Let’s get one thing
straight: This conversation we’ve begun about how to define and defend the
imaginative, creative life in our modern world is not just a topic for tea
parties and polite poetry circles. It doesn’t belong in the “Lifestyle” section
of the Sunday papers—but on the front page, above the fold, big letters.
Certainly, the subject
matters a lot to individual artists who must constantly swim upstream against
the relentless current of our cultural belief in profit, prudence and
responsibility as the highest possible ideals. (We have our puritanical
heritage to thank for that.)
As Julia Cameron wrote in The Artist’s Way, “For most of us the
idea that the creator encourages creativity is a radical thought. We tend to
think, or at least fear, that creative dreams are egotistical, something that
God wouldn’t approve of for us. After all, our creative artist is an inner
youngster and prone to childish thinking. If our mom or dad expressed doubt or
disapproval for our creative dreams, we may project that same attitude onto a
parental god. This thinking must be undone.”
Yes, it must. But not just
for the benefit of solitary creatives who deserve the psychological and
emotional freedom to be who they are and do what they do—to say nothing of a
little cultural encouragement along the way!
This is also a liberation
movement that matters to the health and wellbeing of our society as a whole.
Our collective relationship to creativity matters a lot, because it is the wellspring of vision and inspiration,
without which no nation thrives for long.

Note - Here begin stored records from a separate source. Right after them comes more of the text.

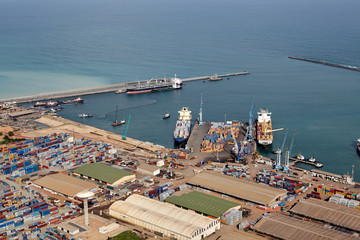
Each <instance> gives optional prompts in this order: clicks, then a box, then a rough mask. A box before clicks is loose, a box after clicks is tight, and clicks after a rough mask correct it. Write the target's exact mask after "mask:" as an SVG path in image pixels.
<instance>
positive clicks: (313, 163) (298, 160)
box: [289, 157, 323, 168]
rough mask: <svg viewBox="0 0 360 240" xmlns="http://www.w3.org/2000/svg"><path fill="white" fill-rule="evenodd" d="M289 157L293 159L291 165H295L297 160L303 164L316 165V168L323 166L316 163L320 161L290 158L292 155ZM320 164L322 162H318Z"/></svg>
mask: <svg viewBox="0 0 360 240" xmlns="http://www.w3.org/2000/svg"><path fill="white" fill-rule="evenodd" d="M289 159H290V160H292V161H293V162H292V163H291V164H292V165H295V164H296V163H297V162H301V163H304V164H309V165H312V166H314V167H317V168H321V167H323V166H321V167H320V166H318V164H319V163H320V162H316V161H315V162H309V161H305V160H300V159H297V158H292V157H290V158H289ZM320 164H322V163H320Z"/></svg>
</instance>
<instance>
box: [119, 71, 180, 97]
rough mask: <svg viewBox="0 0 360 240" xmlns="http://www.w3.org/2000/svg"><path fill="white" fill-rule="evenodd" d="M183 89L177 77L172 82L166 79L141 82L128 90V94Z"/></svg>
mask: <svg viewBox="0 0 360 240" xmlns="http://www.w3.org/2000/svg"><path fill="white" fill-rule="evenodd" d="M181 87H182V81H181V80H180V78H178V77H177V76H176V75H175V77H174V78H171V79H170V82H169V81H167V80H166V79H160V80H159V79H151V80H149V81H146V82H145V83H143V84H141V83H140V82H139V83H138V84H137V85H135V86H131V87H127V88H126V93H127V94H139V93H148V92H158V91H164V90H171V89H180V88H181Z"/></svg>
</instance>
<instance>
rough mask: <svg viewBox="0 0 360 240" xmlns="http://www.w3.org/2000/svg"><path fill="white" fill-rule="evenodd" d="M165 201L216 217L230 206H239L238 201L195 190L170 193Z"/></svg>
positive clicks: (219, 215)
mask: <svg viewBox="0 0 360 240" xmlns="http://www.w3.org/2000/svg"><path fill="white" fill-rule="evenodd" d="M165 201H166V202H169V203H172V204H175V205H178V206H181V207H185V208H188V209H191V210H194V211H197V212H200V213H205V214H206V215H210V216H213V217H217V218H218V217H220V216H221V215H222V214H223V213H225V212H226V211H228V210H229V209H231V208H234V207H240V205H239V204H238V203H234V202H231V201H229V200H226V199H222V198H218V197H215V196H211V195H209V194H205V193H201V192H197V191H191V192H189V193H184V194H182V195H180V196H174V195H172V196H170V197H168V198H166V200H165Z"/></svg>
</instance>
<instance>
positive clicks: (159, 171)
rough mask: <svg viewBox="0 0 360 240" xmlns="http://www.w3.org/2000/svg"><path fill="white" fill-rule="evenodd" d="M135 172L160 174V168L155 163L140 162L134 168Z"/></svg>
mask: <svg viewBox="0 0 360 240" xmlns="http://www.w3.org/2000/svg"><path fill="white" fill-rule="evenodd" d="M136 172H137V173H140V174H143V175H150V176H156V175H158V174H160V168H159V167H158V166H157V165H149V164H141V165H140V166H138V167H137V168H136Z"/></svg>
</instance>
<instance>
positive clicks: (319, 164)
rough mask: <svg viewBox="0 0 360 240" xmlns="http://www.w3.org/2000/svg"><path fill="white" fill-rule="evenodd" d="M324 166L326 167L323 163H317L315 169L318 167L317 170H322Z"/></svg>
mask: <svg viewBox="0 0 360 240" xmlns="http://www.w3.org/2000/svg"><path fill="white" fill-rule="evenodd" d="M323 166H324V164H322V163H321V162H317V163H316V165H315V167H317V168H321V167H323Z"/></svg>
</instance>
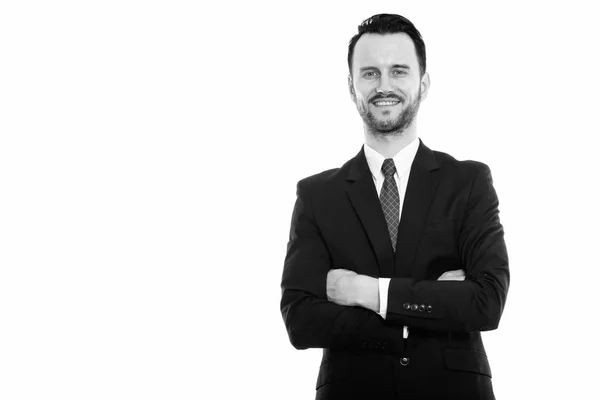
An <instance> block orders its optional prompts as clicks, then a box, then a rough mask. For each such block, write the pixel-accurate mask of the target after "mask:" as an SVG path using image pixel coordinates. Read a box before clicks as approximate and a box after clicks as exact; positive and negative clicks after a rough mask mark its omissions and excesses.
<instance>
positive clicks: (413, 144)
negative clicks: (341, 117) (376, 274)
mask: <svg viewBox="0 0 600 400" xmlns="http://www.w3.org/2000/svg"><path fill="white" fill-rule="evenodd" d="M364 149H365V150H364V151H365V157H366V158H367V164H369V169H370V170H371V175H373V182H374V183H375V188H376V189H377V197H379V195H380V193H381V188H382V187H383V181H384V180H385V177H384V175H383V172H382V171H381V166H382V165H383V161H384V160H385V157H384V156H382V155H381V154H379V153H378V152H377V151H375V150H374V149H373V148H372V147H371V146H369V145H368V144H366V143H365V146H364ZM418 149H419V139H417V138H415V140H413V141H412V142H410V143H409V144H408V145H407V146H406V147H405V148H403V149H402V150H400V151H399V152H398V153H396V155H394V156H393V157H392V158H393V159H394V165H395V166H396V173H395V174H394V180H395V181H396V184H397V185H398V195H399V196H400V210H399V214H398V215H400V218H402V204H403V203H404V197H405V194H406V187H407V185H408V177H409V175H410V167H411V165H412V163H413V161H414V159H415V155H416V154H417V150H418ZM398 223H400V221H398ZM389 287H390V278H379V315H381V317H382V318H383V319H385V317H386V314H387V301H388V289H389ZM406 337H408V329H407V327H406V326H405V327H404V338H406Z"/></svg>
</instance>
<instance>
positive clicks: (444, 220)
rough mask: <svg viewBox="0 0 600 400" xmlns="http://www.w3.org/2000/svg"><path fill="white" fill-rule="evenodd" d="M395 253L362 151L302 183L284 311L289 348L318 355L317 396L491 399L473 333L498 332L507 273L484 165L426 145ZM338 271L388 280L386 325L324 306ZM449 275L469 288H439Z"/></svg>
mask: <svg viewBox="0 0 600 400" xmlns="http://www.w3.org/2000/svg"><path fill="white" fill-rule="evenodd" d="M396 248H397V251H396V253H394V251H393V249H392V245H391V241H390V237H389V234H388V231H387V226H386V222H385V217H384V214H383V212H382V210H381V206H380V203H379V199H378V197H377V192H376V189H375V185H374V183H373V178H372V175H371V172H370V170H369V167H368V164H367V161H366V158H365V155H364V151H363V149H361V151H360V152H359V153H358V155H357V156H356V157H354V158H353V159H351V160H350V161H348V162H347V163H346V164H344V165H343V166H342V167H341V168H338V169H333V170H329V171H325V172H322V173H320V174H317V175H314V176H311V177H308V178H306V179H303V180H301V181H300V182H298V187H297V200H296V204H295V206H294V211H293V215H292V223H291V232H290V240H289V243H288V248H287V255H286V258H285V265H284V268H283V276H282V282H281V288H282V296H281V313H282V315H283V319H284V322H285V326H286V328H287V332H288V335H289V339H290V342H291V343H292V345H293V346H294V347H295V348H297V349H307V348H322V349H323V358H322V363H321V367H320V370H319V375H318V378H317V384H316V389H317V399H342V398H343V399H344V400H349V399H363V398H365V399H438V398H439V399H448V398H450V399H494V394H493V390H492V383H491V371H490V366H489V364H488V360H487V356H486V353H485V349H484V346H483V343H482V341H481V335H480V332H481V331H486V330H492V329H496V328H497V327H498V323H499V321H500V316H501V315H502V310H503V308H504V304H505V302H506V296H507V292H508V286H509V270H508V256H507V251H506V246H505V243H504V231H503V227H502V225H501V224H500V220H499V217H498V198H497V196H496V192H495V190H494V187H493V185H492V177H491V174H490V169H489V168H488V167H487V165H485V164H482V163H480V162H475V161H457V160H456V159H454V158H453V157H451V156H449V155H448V154H445V153H441V152H437V151H432V150H430V149H429V148H427V147H426V146H425V145H424V144H423V142H421V143H420V145H419V149H418V151H417V154H416V156H415V160H414V162H413V164H412V168H411V172H410V177H409V181H408V186H407V190H406V197H405V200H404V205H403V210H402V216H401V221H400V226H399V228H398V243H397V247H396ZM336 268H345V269H349V270H353V271H355V272H357V273H359V274H363V275H369V276H372V277H389V278H391V282H390V286H389V293H388V310H387V316H386V319H385V320H384V319H383V318H381V316H380V315H378V314H377V313H375V312H373V311H371V310H368V309H365V308H362V307H349V306H340V305H337V304H335V303H333V302H330V301H328V300H327V291H326V279H327V272H328V271H329V270H330V269H336ZM456 269H464V270H465V271H466V279H465V280H464V281H437V278H438V277H439V276H440V275H441V274H442V273H444V272H445V271H449V270H456ZM404 325H406V326H408V327H409V337H408V339H403V338H402V327H403V326H404Z"/></svg>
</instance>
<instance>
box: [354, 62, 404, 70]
mask: <svg viewBox="0 0 600 400" xmlns="http://www.w3.org/2000/svg"><path fill="white" fill-rule="evenodd" d="M394 68H400V69H410V67H409V66H408V65H407V64H394V65H392V69H394ZM369 69H379V68H377V67H371V66H369V67H362V68H360V70H359V71H360V72H364V71H367V70H369Z"/></svg>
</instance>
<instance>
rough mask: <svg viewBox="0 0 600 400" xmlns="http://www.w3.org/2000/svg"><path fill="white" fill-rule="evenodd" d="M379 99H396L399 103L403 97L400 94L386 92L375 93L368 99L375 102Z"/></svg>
mask: <svg viewBox="0 0 600 400" xmlns="http://www.w3.org/2000/svg"><path fill="white" fill-rule="evenodd" d="M379 100H397V101H399V102H400V103H404V99H403V98H402V97H400V96H396V95H395V94H388V95H384V94H376V95H375V96H373V98H371V100H369V102H370V103H375V102H376V101H379Z"/></svg>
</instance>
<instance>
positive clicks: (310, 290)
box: [281, 181, 402, 352]
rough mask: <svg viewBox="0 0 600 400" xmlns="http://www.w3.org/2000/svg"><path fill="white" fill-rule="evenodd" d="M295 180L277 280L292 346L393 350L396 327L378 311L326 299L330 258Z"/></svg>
mask: <svg viewBox="0 0 600 400" xmlns="http://www.w3.org/2000/svg"><path fill="white" fill-rule="evenodd" d="M302 183H303V181H300V182H299V183H298V186H297V199H296V203H295V206H294V211H293V214H292V223H291V230H290V238H289V242H288V246H287V255H286V258H285V263H284V267H283V276H282V281H281V289H282V292H281V293H282V294H281V314H282V316H283V321H284V323H285V326H286V329H287V333H288V336H289V339H290V342H291V344H292V345H293V346H294V347H295V348H297V349H307V348H338V349H363V350H364V349H368V350H374V351H382V352H388V351H393V350H394V349H395V348H396V347H397V346H398V344H397V342H396V340H397V338H401V335H402V331H401V329H398V328H397V327H391V326H386V325H385V323H384V320H383V318H381V317H380V316H379V315H378V314H376V313H374V312H372V311H370V310H367V309H365V308H362V307H349V306H341V305H338V304H335V303H333V302H330V301H328V300H327V288H326V282H327V273H328V272H329V270H330V268H331V259H330V256H329V252H328V250H327V245H326V243H325V242H324V240H323V237H322V235H321V233H320V230H319V227H318V225H317V223H316V221H315V218H314V213H313V211H312V207H311V201H310V199H309V194H308V190H307V189H308V188H306V187H304V186H303V185H302Z"/></svg>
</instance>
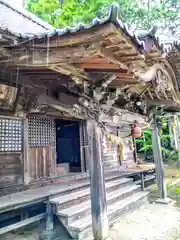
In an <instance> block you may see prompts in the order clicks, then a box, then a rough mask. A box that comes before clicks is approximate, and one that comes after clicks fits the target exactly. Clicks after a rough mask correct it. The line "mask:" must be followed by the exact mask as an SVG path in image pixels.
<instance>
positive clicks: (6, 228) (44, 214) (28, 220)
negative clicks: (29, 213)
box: [0, 213, 46, 235]
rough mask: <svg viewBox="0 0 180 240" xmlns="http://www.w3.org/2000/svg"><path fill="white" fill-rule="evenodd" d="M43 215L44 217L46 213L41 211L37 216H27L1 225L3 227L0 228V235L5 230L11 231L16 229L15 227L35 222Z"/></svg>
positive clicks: (42, 215)
mask: <svg viewBox="0 0 180 240" xmlns="http://www.w3.org/2000/svg"><path fill="white" fill-rule="evenodd" d="M45 217H46V213H42V214H39V215H37V216H34V217H31V218H27V219H25V220H22V221H20V222H17V223H14V224H11V225H9V226H6V227H3V228H0V235H2V234H5V233H7V232H11V231H14V230H17V229H19V228H21V227H24V226H27V225H29V224H31V223H34V222H37V221H39V220H41V219H43V218H45Z"/></svg>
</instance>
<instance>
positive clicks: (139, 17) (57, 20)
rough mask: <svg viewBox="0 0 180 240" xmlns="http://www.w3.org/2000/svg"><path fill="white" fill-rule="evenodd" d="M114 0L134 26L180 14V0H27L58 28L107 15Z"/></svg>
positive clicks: (139, 26) (177, 15)
mask: <svg viewBox="0 0 180 240" xmlns="http://www.w3.org/2000/svg"><path fill="white" fill-rule="evenodd" d="M113 2H116V3H118V4H119V5H120V9H121V18H122V20H123V21H125V22H126V23H128V24H129V25H131V26H132V27H138V28H149V27H150V26H152V25H153V24H154V23H155V22H157V21H160V22H162V21H166V22H167V23H172V22H174V21H176V20H178V18H179V12H178V11H179V5H178V4H179V0H163V1H161V3H160V4H153V5H152V4H151V1H150V0H149V2H148V3H147V2H146V3H143V2H141V1H140V0H139V1H137V0H115V1H114V0H96V1H95V0H27V3H26V8H27V9H28V10H29V11H31V12H32V13H34V14H35V15H37V16H38V17H40V18H41V19H43V20H45V21H47V22H49V23H50V24H52V25H53V26H55V27H57V28H58V27H63V26H74V25H76V24H77V23H79V22H85V23H88V22H90V21H91V19H93V18H94V17H96V16H98V17H103V16H104V15H105V14H106V12H107V8H108V7H109V6H110V5H111V4H112V3H113ZM155 2H156V1H155ZM140 3H141V4H140ZM145 6H148V7H145Z"/></svg>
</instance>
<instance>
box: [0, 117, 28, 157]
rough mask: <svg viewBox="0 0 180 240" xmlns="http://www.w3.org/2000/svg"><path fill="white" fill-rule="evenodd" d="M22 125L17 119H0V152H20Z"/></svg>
mask: <svg viewBox="0 0 180 240" xmlns="http://www.w3.org/2000/svg"><path fill="white" fill-rule="evenodd" d="M22 130H23V124H22V120H19V119H8V118H2V119H0V152H21V151H22V142H23V141H22V138H23V131H22Z"/></svg>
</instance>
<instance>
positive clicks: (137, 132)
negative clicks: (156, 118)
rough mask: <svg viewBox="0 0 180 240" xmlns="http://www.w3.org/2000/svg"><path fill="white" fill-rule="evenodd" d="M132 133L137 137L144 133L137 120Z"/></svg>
mask: <svg viewBox="0 0 180 240" xmlns="http://www.w3.org/2000/svg"><path fill="white" fill-rule="evenodd" d="M131 134H132V136H133V137H135V138H140V137H141V135H142V132H141V128H140V127H139V125H138V123H137V121H134V125H133V126H132V130H131Z"/></svg>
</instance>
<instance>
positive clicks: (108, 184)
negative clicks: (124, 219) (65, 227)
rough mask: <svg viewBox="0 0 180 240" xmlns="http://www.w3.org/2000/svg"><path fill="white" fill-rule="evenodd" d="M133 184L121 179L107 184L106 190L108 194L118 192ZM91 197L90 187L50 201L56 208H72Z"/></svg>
mask: <svg viewBox="0 0 180 240" xmlns="http://www.w3.org/2000/svg"><path fill="white" fill-rule="evenodd" d="M130 183H132V179H130V178H120V179H117V180H113V181H110V182H106V190H107V192H111V191H113V190H117V189H119V188H121V187H122V186H125V185H128V184H130ZM89 195H90V187H86V188H85V189H83V190H82V189H80V190H77V191H73V192H70V193H67V194H65V195H63V196H57V197H53V198H51V199H50V203H51V204H55V205H56V206H57V205H58V206H60V208H61V209H64V208H66V207H70V206H72V204H78V203H80V202H83V201H86V200H88V198H89Z"/></svg>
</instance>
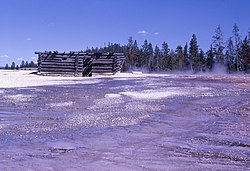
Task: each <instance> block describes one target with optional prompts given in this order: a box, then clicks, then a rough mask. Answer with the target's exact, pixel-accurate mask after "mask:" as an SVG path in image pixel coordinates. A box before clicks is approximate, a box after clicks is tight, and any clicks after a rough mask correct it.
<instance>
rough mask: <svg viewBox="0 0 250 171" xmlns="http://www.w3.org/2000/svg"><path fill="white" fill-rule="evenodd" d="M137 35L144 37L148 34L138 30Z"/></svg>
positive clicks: (145, 30) (145, 32)
mask: <svg viewBox="0 0 250 171" xmlns="http://www.w3.org/2000/svg"><path fill="white" fill-rule="evenodd" d="M137 33H138V34H140V35H142V36H146V35H148V34H149V32H147V31H146V30H140V31H138V32H137Z"/></svg>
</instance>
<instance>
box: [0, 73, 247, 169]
mask: <svg viewBox="0 0 250 171" xmlns="http://www.w3.org/2000/svg"><path fill="white" fill-rule="evenodd" d="M93 80H94V81H93V82H92V83H91V82H89V81H91V79H88V83H86V84H85V83H84V80H82V79H80V80H77V79H75V80H74V83H73V84H72V83H71V84H67V82H65V83H64V82H63V81H61V83H60V84H58V85H44V86H33V87H21V88H1V89H0V170H250V77H248V76H205V75H204V76H201V75H174V74H171V75H160V76H159V75H153V74H152V75H147V76H143V77H142V76H138V77H131V78H130V77H119V78H113V77H106V78H101V77H100V78H93Z"/></svg>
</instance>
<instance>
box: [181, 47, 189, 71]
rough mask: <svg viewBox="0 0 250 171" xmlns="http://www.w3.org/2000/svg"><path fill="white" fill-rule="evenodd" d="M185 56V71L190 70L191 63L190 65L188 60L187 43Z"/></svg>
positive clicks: (187, 51) (185, 49) (183, 50)
mask: <svg viewBox="0 0 250 171" xmlns="http://www.w3.org/2000/svg"><path fill="white" fill-rule="evenodd" d="M183 55H184V68H185V69H190V63H189V60H188V46H187V43H186V44H185V46H184V50H183Z"/></svg>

Here is an excerpt from an essay I
wrote years ago called “Where Are the Poets?”
I once read a story about the leader of a revolution whose
lieutenants asked him on their day of victory, “What would you like us to do first?”
Without hesitation he replied, “Round up the poets.”
That’s because any tyrant knows, before there can be
opposing armies or mass uprisings there must be ideas that inspire and unite
the people. The basic building blocks of our world are ideas. Only later do we
pour the concrete, or design software or form parliaments. Control the ideas
and you control the world.
True change – social, political,
spiritual – falls like rain when the time is right, but only if it has some
nucleus to form around. Poets and artists of all kinds are the rainmakers of
the world. We seed the clouds with stories that offer new ways of seeing
things. We look into the shadows and behind forbidden doors and then scatter
what we see in poems, songs, novels, paintings, plays, dances, films,
symphonies or sculptures. We pull back the veil of collective denial and
hypnosis to examine ourselves as we really are.
Often, true art reminds us how
beautiful we are and that the ancient story of love is alive and well,
transforming everything it touches. Sometimes the story is not so pleasant, and
it forces us to face cultural luggage we’d rather leave in the basement.
So to all those timid artists out there, to all the repressed
artists who listened to the nay-saying critics and took their daggers to heart,
to everyone with a story to tell in a painting, a play, a book, a poem, a
sculpture, a film, a dance, a puppet opera, a song, a skyscraper mural…or any
other form yet to be imagined…
We need you! Rise up and make your art, out loud, on purpose, in
defiance of gravity, with joy in your awesome artist’s heart. Have courage! See
the world as only you can, then tell us the truth about it. Write on the back
of napkins, paint on discarded pizza box lids, sing on the subway, dance wherever
you go.
Wake up to the amazing gift you are—and pass it on. As Judy
Garland said, “Always be a first-rate version of yourself, rather than a
second-rate version of somebody else.”
Let’s play!
And any creative imagining is art. Free and intentional expression of our true selves is art. Love and life are art!